# Rubbing/grinding noise when turning left.



## f1r3mn1 (Sep 19, 2008)

I have a 03 Max. with 97,000 miles. Recently I noticed a rubbing noise in the right front when turning left at slow speeds. Now this noise sames to be getting worse and more of a metalic grinding noise. After the car has sat over night and turning left out of my driveway the sound will continue when going straight only for a few minutes. My CV boots are in good shape with no cracks or grease leaking. The bearing are tight and quite while driving. My power steering fluid is full and I have no leaks anywhere. Any suggestion's?


----------



## metro273 (Sep 16, 2005)

Backing plate, just behind rotors? Pads or rotors?


----------



## rogoman (Dec 16, 2004)

The brake pad wear indicator is probably scratching the rotor; if so, it means the brake pads have worn down considerably; time for new brake pads.


----------



## f1r3mn1 (Sep 19, 2008)

metro273 said:


> Backing plate, just behind rotors? Pads or rotors?

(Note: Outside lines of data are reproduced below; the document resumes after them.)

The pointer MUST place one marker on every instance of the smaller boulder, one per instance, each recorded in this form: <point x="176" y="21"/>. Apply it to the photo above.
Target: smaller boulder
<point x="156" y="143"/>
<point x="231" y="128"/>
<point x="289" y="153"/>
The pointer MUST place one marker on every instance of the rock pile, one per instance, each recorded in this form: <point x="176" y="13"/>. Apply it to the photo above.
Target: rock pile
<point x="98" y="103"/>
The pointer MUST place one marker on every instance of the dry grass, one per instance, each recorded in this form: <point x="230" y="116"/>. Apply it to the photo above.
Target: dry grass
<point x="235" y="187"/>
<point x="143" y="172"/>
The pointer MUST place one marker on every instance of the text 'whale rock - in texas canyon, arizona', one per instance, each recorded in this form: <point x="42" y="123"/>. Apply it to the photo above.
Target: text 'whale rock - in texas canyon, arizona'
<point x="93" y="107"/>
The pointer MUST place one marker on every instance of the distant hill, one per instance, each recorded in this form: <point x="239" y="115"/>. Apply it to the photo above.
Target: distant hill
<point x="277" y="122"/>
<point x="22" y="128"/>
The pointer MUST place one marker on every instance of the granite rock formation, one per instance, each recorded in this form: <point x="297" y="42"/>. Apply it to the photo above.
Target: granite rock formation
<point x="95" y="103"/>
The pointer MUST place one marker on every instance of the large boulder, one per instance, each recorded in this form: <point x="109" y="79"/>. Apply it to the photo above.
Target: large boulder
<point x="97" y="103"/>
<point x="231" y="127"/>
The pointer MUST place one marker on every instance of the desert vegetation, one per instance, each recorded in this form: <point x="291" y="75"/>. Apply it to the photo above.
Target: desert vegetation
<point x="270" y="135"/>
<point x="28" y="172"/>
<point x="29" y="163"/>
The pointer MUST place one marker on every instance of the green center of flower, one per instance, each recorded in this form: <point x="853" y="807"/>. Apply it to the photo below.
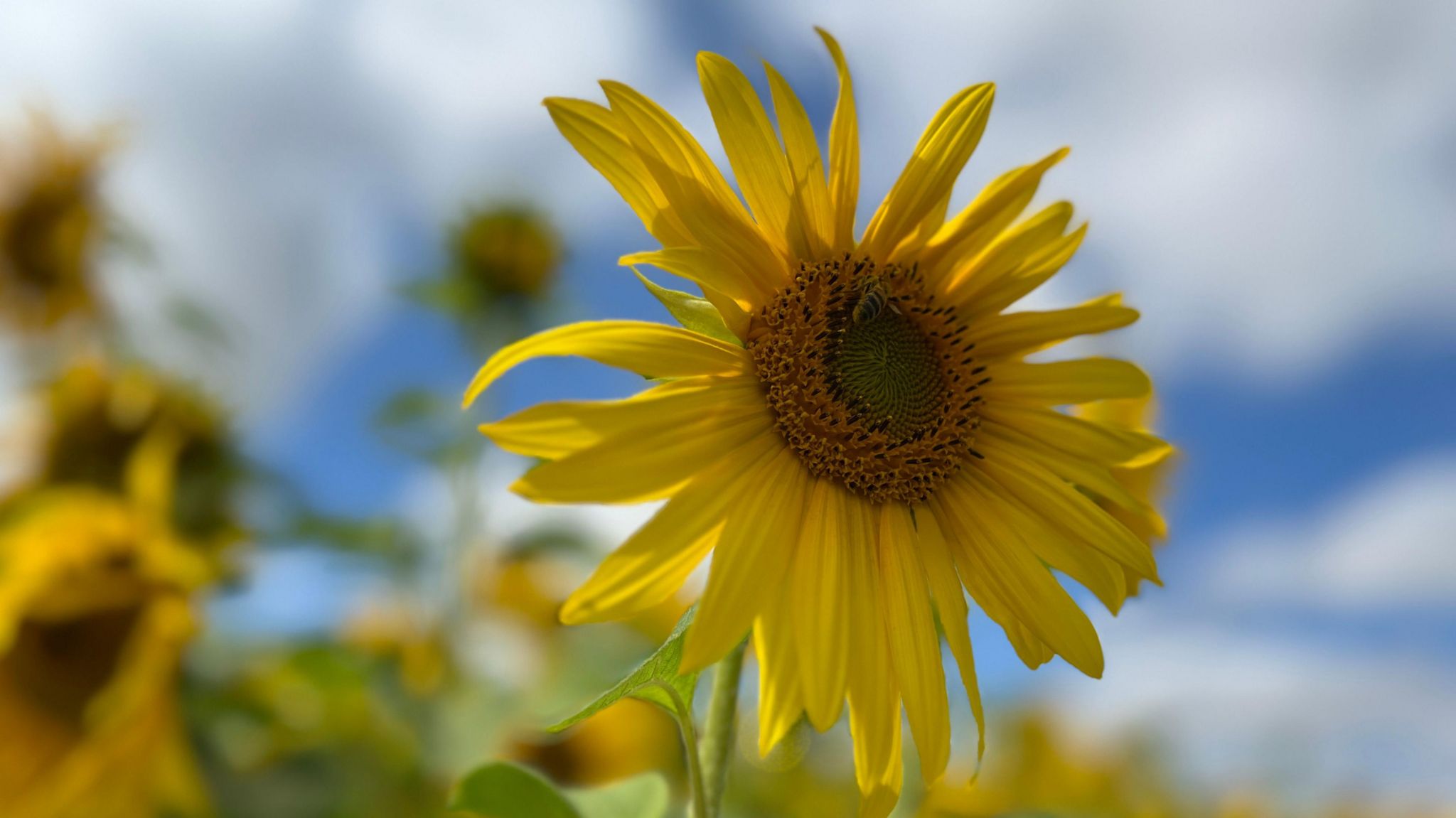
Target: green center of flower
<point x="889" y="369"/>
<point x="869" y="380"/>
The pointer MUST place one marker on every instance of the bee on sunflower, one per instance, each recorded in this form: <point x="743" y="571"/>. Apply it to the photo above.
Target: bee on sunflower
<point x="50" y="227"/>
<point x="850" y="426"/>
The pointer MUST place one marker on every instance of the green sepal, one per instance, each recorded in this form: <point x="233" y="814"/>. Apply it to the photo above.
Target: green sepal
<point x="640" y="797"/>
<point x="655" y="680"/>
<point x="698" y="315"/>
<point x="503" y="790"/>
<point x="508" y="791"/>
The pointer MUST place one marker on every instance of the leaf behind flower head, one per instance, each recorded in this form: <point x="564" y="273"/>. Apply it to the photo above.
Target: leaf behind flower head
<point x="508" y="791"/>
<point x="655" y="680"/>
<point x="698" y="315"/>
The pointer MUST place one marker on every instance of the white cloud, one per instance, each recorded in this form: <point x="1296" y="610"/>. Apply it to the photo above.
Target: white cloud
<point x="277" y="150"/>
<point x="1271" y="184"/>
<point x="1228" y="665"/>
<point x="1389" y="547"/>
<point x="1271" y="711"/>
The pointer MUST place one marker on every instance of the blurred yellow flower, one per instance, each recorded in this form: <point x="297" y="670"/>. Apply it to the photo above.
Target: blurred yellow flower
<point x="94" y="619"/>
<point x="107" y="427"/>
<point x="505" y="251"/>
<point x="851" y="429"/>
<point x="532" y="588"/>
<point x="1042" y="770"/>
<point x="50" y="222"/>
<point x="395" y="630"/>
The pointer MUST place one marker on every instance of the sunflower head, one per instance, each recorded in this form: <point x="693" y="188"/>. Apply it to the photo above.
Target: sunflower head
<point x="129" y="430"/>
<point x="94" y="618"/>
<point x="869" y="379"/>
<point x="505" y="251"/>
<point x="50" y="222"/>
<point x="854" y="426"/>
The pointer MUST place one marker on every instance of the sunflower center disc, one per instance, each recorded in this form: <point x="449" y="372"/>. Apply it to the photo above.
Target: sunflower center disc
<point x="869" y="380"/>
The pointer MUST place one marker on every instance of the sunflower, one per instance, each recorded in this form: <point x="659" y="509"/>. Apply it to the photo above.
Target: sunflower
<point x="505" y="251"/>
<point x="50" y="222"/>
<point x="94" y="619"/>
<point x="854" y="430"/>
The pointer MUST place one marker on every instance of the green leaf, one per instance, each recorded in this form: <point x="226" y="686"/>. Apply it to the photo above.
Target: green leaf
<point x="505" y="791"/>
<point x="698" y="315"/>
<point x="641" y="797"/>
<point x="654" y="680"/>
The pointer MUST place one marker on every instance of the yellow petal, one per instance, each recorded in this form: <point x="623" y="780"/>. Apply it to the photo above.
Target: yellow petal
<point x="1014" y="519"/>
<point x="874" y="701"/>
<point x="753" y="149"/>
<point x="650" y="350"/>
<point x="555" y="430"/>
<point x="811" y="213"/>
<point x="1066" y="382"/>
<point x="658" y="136"/>
<point x="878" y="801"/>
<point x="843" y="152"/>
<point x="950" y="600"/>
<point x="753" y="547"/>
<point x="1017" y="578"/>
<point x="1065" y="508"/>
<point x="931" y="172"/>
<point x="1007" y="257"/>
<point x="1082" y="473"/>
<point x="701" y="198"/>
<point x="593" y="131"/>
<point x="1097" y="441"/>
<point x="781" y="698"/>
<point x="822" y="588"/>
<point x="986" y="217"/>
<point x="657" y="559"/>
<point x="1022" y="334"/>
<point x="915" y="650"/>
<point x="651" y="465"/>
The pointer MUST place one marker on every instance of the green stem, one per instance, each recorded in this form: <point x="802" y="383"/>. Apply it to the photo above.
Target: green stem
<point x="718" y="731"/>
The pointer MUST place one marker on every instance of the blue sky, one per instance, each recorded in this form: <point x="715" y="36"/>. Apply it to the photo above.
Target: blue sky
<point x="1275" y="188"/>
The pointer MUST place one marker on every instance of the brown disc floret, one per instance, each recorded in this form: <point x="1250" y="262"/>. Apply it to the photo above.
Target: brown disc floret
<point x="871" y="382"/>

I just replaced my brake pads and rotors about two months ago and have had no problems with them. I recently checked them again and everything is good there. I think it may be my bearing or the CV half shaft that is making the noise.


----------



## JustAnotherCarDude (Apr 1, 2020)

i have a 2015 and am having the same problems. Its a scrapping noise and now I am able to see scratch marks on the inside of the rim. I cant see anything or anything close in contact with it but still the noise and scrapping happens at low speeds


----------



## rogoman (Dec 16, 2004)

apparently if you're starting to see scratch marks on the inside of the wheel, it's making contact with something on the suspension. If you have custom wheels with incorrect off-sets, that may be the problem. Jack the car up and have someone turn the steering wheel to the extreme ends left and right; observe if the inside of the wheel is touching anything.


----------